Statewide, rainy and cool temperatures slowed crop drying and harvest activity last week. In Iowa, temperatures averaged 43.7 degrees last week, 6.3 degrees below normal. In addition, statewide rainfall averaged 0.81 inch. "So these nice days for harvesting on Monday and Tuesday of this week were really welcome," says Harry Hillaker, state climatologist at the Iowa Department of Agriculture.
Farmers are happy about prices for crops at harvest this year. Corn and soybean prices usually sag during harvest but they have been rising this year, despite the largest U.S. soybean crop and the second largest U.S. corn crop on record.
Market is treating it like a short crop
"I've farmed for 35 years and I've seen prices rise during harvest only a few times in all those years," says Richard Harves, who farms in Clay County in northwest Iowa. "It was in the years that we had a short crop that you saw prices rise during harvest. This year we have a big crop and yet the prices have risen significantly. This is really unusual to have such strong grain prices at harvest."

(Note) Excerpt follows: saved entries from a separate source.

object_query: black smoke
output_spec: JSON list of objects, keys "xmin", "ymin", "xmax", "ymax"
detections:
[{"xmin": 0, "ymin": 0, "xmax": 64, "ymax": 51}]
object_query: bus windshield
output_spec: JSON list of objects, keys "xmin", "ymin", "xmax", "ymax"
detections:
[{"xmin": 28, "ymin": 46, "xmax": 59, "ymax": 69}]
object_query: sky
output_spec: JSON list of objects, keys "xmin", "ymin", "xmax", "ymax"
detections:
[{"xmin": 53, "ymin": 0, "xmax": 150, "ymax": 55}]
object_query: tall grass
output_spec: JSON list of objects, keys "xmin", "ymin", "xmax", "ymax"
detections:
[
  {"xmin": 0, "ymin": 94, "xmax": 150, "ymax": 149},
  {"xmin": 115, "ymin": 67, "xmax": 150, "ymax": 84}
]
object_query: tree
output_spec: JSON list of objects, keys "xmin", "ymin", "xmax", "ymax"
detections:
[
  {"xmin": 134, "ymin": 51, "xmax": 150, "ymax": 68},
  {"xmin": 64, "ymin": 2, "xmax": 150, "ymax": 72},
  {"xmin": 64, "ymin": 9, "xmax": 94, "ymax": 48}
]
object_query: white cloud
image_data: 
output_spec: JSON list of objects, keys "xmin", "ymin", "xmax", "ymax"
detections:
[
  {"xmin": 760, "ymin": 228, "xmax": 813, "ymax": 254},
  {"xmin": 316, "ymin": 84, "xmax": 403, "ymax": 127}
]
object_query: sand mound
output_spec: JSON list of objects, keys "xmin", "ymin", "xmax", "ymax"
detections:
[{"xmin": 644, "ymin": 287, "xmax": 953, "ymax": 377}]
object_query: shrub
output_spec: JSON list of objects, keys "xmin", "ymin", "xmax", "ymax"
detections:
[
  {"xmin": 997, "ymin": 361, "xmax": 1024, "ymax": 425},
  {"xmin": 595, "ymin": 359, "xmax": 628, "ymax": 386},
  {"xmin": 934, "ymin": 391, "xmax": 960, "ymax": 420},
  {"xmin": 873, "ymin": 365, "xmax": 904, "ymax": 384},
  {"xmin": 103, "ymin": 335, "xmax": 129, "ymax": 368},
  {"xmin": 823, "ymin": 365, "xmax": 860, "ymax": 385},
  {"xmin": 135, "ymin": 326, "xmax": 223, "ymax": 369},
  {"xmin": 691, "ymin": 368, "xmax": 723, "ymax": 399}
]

"The reason is because the market is being driven by strong demand this time," notes Harves. "Weekly corn exports are increasing, ethanol demand for corn continues to explode, and livestock feeders are strong buyers because they want to get hold of the grain to meet their needs for the coming year. The world wheat situation is very tight too, which adds to the bullishness for corn. And that bullishness is spilling over for soybeans. Beans are going along for the ride."
Despite the big corn crop this fall, corn demand is projected to be a billion bushels higher this marketing year, largely driven by ethanol demand. Market analysts say U.S. corn acreage needs to increase by at least 8 million acres in 2007 to meet next year's expected demand. "Corn prices will to have to stay strong through this fall, and winter and into spring, if the market is going to get farmers to plant more corn acres and less soybeans and wheat," says Harves.
Corn and soybean prices rose on Monday. In Iowa, cash corn prices averaged $2.78 per bushel, up 6 cents, while cash soybean prices averaged $5.64 per bushel, up 14 cents. "Those are pretty good prices at harvest," he notes, "especially with the large crops we have this fall."